Once the petition is issued by the Court, it will be served on the respondent by the Court and the respondent will have to return his or her acknowledgement of service to the Court and indicate whether he or she wishes to defend the proceedings or not.
The other party will then be able to apply to the District Judge for the appointment of medical inspectors (doctors) to examine the parties and a report will then be filed with the Court. However this is not necessarily necessary if the matter is not contested.
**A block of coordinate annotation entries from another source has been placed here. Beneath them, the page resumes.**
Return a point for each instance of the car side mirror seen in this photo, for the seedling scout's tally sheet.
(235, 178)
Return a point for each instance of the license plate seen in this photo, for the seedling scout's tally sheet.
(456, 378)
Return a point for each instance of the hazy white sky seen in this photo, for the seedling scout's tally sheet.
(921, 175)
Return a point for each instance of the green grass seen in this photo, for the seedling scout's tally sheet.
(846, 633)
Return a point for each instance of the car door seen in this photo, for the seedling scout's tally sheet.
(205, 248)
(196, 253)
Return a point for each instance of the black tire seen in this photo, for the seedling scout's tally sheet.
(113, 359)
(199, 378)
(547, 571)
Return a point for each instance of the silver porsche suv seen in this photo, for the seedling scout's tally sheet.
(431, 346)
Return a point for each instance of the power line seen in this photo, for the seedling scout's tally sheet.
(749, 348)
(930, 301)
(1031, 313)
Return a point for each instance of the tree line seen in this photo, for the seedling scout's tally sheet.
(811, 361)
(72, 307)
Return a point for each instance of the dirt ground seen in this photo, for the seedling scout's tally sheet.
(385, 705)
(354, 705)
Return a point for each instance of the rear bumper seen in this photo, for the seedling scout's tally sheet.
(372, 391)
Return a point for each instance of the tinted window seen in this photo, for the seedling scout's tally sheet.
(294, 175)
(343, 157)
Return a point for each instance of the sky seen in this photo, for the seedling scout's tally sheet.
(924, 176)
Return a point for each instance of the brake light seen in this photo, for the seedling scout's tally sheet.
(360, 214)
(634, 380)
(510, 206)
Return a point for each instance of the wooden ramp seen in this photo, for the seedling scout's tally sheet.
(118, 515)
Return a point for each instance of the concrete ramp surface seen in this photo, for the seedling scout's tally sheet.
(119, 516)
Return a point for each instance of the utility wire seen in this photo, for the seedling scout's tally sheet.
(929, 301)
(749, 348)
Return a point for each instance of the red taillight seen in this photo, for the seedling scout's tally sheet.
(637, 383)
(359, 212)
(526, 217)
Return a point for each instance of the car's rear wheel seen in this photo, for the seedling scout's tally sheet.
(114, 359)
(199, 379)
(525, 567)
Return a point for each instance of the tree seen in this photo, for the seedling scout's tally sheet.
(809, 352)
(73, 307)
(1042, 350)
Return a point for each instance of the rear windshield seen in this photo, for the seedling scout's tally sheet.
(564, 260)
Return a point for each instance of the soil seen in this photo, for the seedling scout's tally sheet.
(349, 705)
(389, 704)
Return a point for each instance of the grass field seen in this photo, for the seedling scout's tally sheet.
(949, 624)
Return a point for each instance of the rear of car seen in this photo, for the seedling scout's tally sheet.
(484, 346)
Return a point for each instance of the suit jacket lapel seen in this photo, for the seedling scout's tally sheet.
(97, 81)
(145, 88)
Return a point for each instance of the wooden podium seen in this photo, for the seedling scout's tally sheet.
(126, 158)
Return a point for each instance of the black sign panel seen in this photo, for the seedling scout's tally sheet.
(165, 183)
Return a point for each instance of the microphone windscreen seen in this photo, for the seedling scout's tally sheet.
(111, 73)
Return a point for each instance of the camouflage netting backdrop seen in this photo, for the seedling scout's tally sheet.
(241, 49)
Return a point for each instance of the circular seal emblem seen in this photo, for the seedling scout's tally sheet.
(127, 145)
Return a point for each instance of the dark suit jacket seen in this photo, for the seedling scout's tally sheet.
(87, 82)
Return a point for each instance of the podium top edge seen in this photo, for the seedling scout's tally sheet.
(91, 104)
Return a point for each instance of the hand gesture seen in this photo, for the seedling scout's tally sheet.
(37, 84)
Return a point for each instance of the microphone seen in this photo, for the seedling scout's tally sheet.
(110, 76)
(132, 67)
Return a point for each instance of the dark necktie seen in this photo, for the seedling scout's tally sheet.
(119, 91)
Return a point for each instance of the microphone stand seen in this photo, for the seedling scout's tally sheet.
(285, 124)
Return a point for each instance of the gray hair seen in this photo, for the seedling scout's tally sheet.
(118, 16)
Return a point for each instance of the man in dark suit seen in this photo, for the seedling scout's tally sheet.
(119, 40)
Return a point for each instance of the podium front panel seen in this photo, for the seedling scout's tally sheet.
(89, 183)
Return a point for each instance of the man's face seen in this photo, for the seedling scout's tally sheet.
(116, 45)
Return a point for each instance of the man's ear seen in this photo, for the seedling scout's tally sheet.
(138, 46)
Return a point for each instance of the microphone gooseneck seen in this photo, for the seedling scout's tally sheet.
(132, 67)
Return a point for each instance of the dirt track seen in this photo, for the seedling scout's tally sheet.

The petitioner’s first application to the court (assuming that the respondent does not defend the proceedings) will be for Decree Nisi. However, contrary to a divorce, the application will be heard by the Judge in Open Court and the petitioner will be required to give oral evidence on oath in support of his or her petition.
Once Decree Nisi has been pronounced, the case will proceed in exactly the same way as an undefended divorce and the petitioner can apply for Decree Absolute (the final decree from the court) six weeks and one day after the pronouncement of the Decree Nisi. The marriage will therefore be valid until the Decree Absolute is pronounced after which, it will be annulled. Once the annulment is finalised, then it is as if the marriage had never taken place.